[Xymon] Can I monitor how many connections are in TIME_WAIT for a specific port

Asif Iqbal vadud3 at gmail.com
Tue Jan 24 18:01:02 CET 2012


On Tue, Jan 24, 2012 at 11:53 AM, Ralph Mitchell
<ralphmitchell at gmail.com> wrote:
> On Tue, Jan 24, 2012 at 11:43 AM, Asif Iqbal <vadud3 at gmail.com> wrote:
>>
>> On Tue, Jan 24, 2012 at 11:24 AM, Asif Iqbal <vadud3 at gmail.com> wrote:
>> > On Tue, Jan 24, 2012 at 11:13 AM, Root, Paul <Paul.Root at centurylink.com>
>> > wrote:
>> >> Hi,
>> >>        We are monitoring a particular port that we are having issues
>> >> with. 8022, it's a proxy port for HP NA.
>> >>
>> >>        Anyway, I have an expect script that goes in and tests the
>> >> functionality of the port.

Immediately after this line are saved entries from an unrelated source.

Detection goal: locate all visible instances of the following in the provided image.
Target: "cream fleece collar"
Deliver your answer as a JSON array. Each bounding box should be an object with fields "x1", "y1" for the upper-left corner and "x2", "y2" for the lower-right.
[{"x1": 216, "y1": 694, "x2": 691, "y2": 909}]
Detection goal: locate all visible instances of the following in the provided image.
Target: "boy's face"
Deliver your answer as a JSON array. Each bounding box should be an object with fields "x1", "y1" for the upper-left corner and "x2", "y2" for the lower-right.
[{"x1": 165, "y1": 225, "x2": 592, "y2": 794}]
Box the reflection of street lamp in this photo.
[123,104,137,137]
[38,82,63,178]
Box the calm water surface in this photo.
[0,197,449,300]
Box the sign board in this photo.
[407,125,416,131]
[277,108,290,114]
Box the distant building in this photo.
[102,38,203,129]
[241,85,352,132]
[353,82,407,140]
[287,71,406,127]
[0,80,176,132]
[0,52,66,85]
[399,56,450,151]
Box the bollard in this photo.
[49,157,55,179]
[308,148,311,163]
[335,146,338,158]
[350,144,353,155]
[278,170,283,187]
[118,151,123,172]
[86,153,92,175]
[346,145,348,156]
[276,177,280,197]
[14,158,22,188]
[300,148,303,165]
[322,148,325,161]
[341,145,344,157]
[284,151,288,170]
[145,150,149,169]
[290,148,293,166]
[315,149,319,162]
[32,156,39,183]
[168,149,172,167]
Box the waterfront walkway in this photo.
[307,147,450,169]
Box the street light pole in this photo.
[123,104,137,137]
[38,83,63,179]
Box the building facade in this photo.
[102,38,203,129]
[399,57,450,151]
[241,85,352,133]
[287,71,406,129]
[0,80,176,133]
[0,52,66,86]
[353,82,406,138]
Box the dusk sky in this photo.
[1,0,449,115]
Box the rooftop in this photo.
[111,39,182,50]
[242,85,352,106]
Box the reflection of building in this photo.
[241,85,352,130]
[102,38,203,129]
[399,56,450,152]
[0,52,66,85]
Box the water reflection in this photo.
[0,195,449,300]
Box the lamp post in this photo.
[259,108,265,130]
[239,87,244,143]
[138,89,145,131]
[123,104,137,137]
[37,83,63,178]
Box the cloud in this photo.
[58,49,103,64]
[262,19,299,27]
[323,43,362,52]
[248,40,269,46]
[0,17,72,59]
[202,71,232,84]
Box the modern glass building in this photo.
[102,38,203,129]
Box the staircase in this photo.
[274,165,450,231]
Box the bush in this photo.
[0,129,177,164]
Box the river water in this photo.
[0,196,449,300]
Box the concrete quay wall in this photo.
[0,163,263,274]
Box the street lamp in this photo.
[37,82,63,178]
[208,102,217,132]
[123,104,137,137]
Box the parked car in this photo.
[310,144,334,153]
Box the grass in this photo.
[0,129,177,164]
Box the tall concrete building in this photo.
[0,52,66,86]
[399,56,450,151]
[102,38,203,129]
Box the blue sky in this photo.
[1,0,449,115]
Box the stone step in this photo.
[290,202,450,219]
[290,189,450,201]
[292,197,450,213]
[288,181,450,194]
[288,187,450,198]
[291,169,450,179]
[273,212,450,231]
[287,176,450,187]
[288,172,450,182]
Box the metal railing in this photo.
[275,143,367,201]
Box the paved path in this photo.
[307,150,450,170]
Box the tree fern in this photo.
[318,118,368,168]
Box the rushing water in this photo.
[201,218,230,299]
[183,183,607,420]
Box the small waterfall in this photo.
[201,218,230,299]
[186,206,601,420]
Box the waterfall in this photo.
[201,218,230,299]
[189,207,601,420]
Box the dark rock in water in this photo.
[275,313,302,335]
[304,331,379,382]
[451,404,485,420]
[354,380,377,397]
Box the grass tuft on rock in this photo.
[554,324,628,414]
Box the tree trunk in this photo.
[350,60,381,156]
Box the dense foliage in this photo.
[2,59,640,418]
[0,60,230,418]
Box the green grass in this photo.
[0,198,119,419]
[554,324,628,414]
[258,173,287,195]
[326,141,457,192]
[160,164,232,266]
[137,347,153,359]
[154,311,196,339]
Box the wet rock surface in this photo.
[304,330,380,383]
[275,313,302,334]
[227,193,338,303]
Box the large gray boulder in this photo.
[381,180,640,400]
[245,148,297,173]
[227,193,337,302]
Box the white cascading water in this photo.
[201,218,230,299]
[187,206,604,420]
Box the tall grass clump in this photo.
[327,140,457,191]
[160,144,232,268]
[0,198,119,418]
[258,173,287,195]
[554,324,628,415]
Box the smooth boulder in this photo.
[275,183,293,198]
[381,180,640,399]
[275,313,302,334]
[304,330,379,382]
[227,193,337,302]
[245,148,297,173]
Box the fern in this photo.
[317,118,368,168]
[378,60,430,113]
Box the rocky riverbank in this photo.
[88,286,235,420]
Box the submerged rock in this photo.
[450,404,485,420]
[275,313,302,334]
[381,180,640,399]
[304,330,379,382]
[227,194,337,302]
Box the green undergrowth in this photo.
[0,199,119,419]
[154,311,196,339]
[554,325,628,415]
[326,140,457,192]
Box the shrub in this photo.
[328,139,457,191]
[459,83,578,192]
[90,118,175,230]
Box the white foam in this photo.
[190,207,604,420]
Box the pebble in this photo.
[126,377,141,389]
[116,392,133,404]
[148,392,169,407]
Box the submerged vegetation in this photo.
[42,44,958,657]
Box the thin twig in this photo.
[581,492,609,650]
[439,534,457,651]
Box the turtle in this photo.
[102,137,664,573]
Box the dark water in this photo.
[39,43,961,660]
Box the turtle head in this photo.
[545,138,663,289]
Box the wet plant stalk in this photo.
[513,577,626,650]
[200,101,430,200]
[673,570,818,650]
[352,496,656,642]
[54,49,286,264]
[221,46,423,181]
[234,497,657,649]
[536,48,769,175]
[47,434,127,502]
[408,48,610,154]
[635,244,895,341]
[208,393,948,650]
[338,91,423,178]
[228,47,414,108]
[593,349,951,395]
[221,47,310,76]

But when it starts to go bad, this script get
>> >> stuck in TIME_WAIT, along with the users connecting to the port.
>> >
>> > why not use ssh:8022:s in hosts.cfg ?
>> >
>> >
>> >>
>> >>        So, can I look at the port data before I try connecting, and if
>> >> there are a bunch of TIME_WAIT connections, just skip the test entirely?
>> >>
>> >>        I'm running the test from the xymon server, so I was thinking of
>> >> pulling the data out of xymon directly. Would that by xymoncmd?
>>
>> if you like to pursue your method and just want to count the number of
>> TIME_WAIT for port 8022, you can run something like this from xymon
>> server
>>
>> xymon localhost  "clientlog host.example.net section=ports" | grep
>> 8022 | grep TIME_WAIT
>
>
>
> This works too:
>
>      /home/xymon/server/bin/xymon localhost "xymondlog
> server.domain.com.ports"


only if you setup rules for it and have a test column for ports.


>
> Ralph Mitchell



-- 
Asif Iqbal
PGP Key: 0xE62693C5 KeyServer: pgp.mit.edu
A: Because it messes up the order in which people normally read text.
Q: Why is top-posting such a bad thing?